Die Schulpflichtdauer in der Ukraine beträgt anders als in Deutschland nur 9 Jahre. Einige Kinder wollen auch digital am Schulunterricht in der Ukraine teilnehmen, müssen hierfür aber zunächst von der grundsätzlich auch für sie geltenden deutschen Schulpflicht befreit werden.

 

Die Motivation bei allen Personen aus der Ukraine zum Erlernen der deutschen Sprache ist insgesamt sehr hoch.

 

Das Jobcenter hat keine Bestandsdaten bezüglich Zugängen und Wegzügen, verzeichnet aber einen relativ moderaten wöchentlichen Zugang von ca. 20-30 Fällen. Der allgemeinen Erfahrung nach ist aber davon auszugehen, dass die Wegzüge aus dem Bezirk die Zuzüge aufgrund der allgemeinen Wohnsituation eher überwiegen.

 

Die Deckung an Dolmetscher*innen ist gut und konnte schnell gewährleistet werden. Hierzu hat es eine Ausschreibung gegeben.

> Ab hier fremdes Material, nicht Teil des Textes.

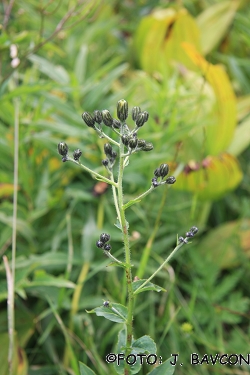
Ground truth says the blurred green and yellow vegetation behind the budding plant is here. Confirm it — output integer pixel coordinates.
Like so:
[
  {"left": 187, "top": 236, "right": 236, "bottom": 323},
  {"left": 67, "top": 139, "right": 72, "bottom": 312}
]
[{"left": 0, "top": 0, "right": 250, "bottom": 375}]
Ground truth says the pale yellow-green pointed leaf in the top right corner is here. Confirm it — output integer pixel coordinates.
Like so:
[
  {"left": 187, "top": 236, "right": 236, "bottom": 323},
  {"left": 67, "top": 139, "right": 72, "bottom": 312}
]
[{"left": 196, "top": 0, "right": 240, "bottom": 55}]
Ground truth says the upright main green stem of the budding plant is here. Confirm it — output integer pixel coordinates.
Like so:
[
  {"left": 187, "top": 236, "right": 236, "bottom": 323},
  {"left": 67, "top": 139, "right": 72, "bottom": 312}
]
[{"left": 117, "top": 125, "right": 134, "bottom": 375}]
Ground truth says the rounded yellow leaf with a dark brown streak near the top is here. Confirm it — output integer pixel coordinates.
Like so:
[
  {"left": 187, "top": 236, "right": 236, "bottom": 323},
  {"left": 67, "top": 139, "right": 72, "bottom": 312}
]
[{"left": 134, "top": 8, "right": 200, "bottom": 73}]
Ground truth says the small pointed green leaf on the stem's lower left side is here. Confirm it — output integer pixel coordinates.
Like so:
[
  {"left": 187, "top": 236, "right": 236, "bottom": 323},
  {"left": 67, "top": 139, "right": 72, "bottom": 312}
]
[{"left": 87, "top": 303, "right": 128, "bottom": 323}]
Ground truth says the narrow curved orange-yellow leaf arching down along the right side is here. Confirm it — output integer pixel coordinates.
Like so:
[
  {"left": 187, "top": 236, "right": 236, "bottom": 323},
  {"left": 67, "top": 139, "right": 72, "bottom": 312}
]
[{"left": 183, "top": 43, "right": 236, "bottom": 155}]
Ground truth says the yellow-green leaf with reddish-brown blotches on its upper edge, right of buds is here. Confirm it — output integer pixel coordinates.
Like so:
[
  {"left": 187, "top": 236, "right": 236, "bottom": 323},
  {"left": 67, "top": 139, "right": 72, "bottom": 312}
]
[{"left": 174, "top": 153, "right": 242, "bottom": 200}]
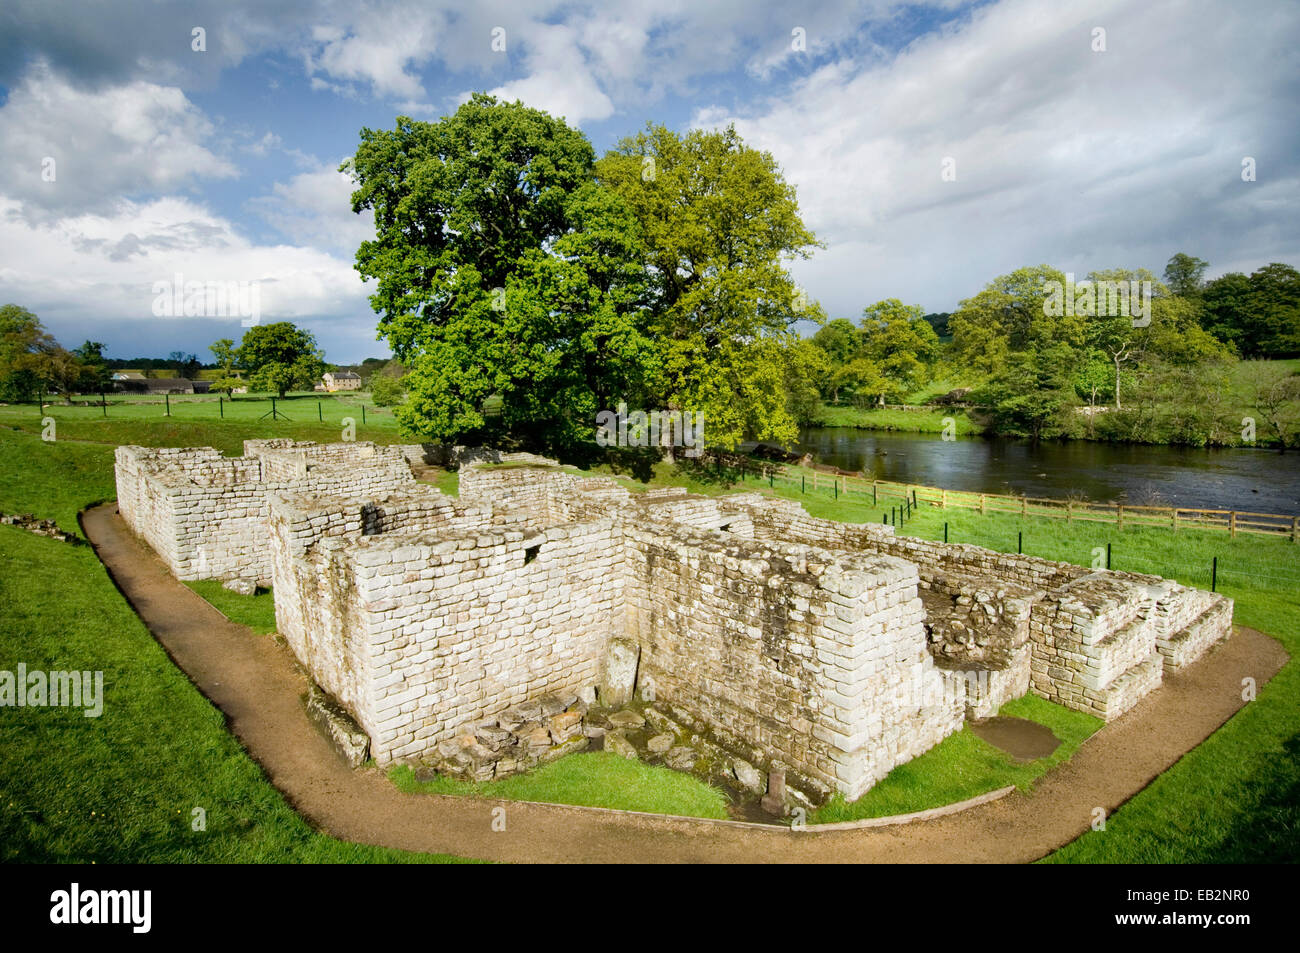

Zudem gibt es im Jobcenter selbst sechs Mitarbeiter*innen, die in ausreichender Qualität die russische Sprache beherrschen und ohne Sprachmittlung beraten können.
 

Auf die dem Grunde nach bestehenden bundesweiten, telefonische Angebote der Sprachmittlung hat sich das Jobcenter nicht verlassen, da eine Sprachmittlung per Telefon fehleranfällig ist und die Bearbeitungszeit verlängert.

 

Die Aufenthaltstitel von Drittstaatler*innen sind in der Regel sehr kurz befristet. Sie werden aber seitens des Jobcenters genauso behandelt und bearbeitet, wie ukrainische Staatsbürger*innen.

 

Zusätzliche Information:

 

Frau Leese-Hehmke berichtet, dass das Jobcenter Ende Dezember an mehreren Umzugstagen in den neuen Standort an der Landsberger Allee umziehen wird. Sobald die einzelnen Tage feststehen, wird es hierzu auch entsprechende öffentliche Bekanntmachungen geben.

Der Umzug erfolgt bereichsweise, sodass der Zugang zu beiden Liegenschaften teilweise parallel besteht und Schließungen ausbleiben.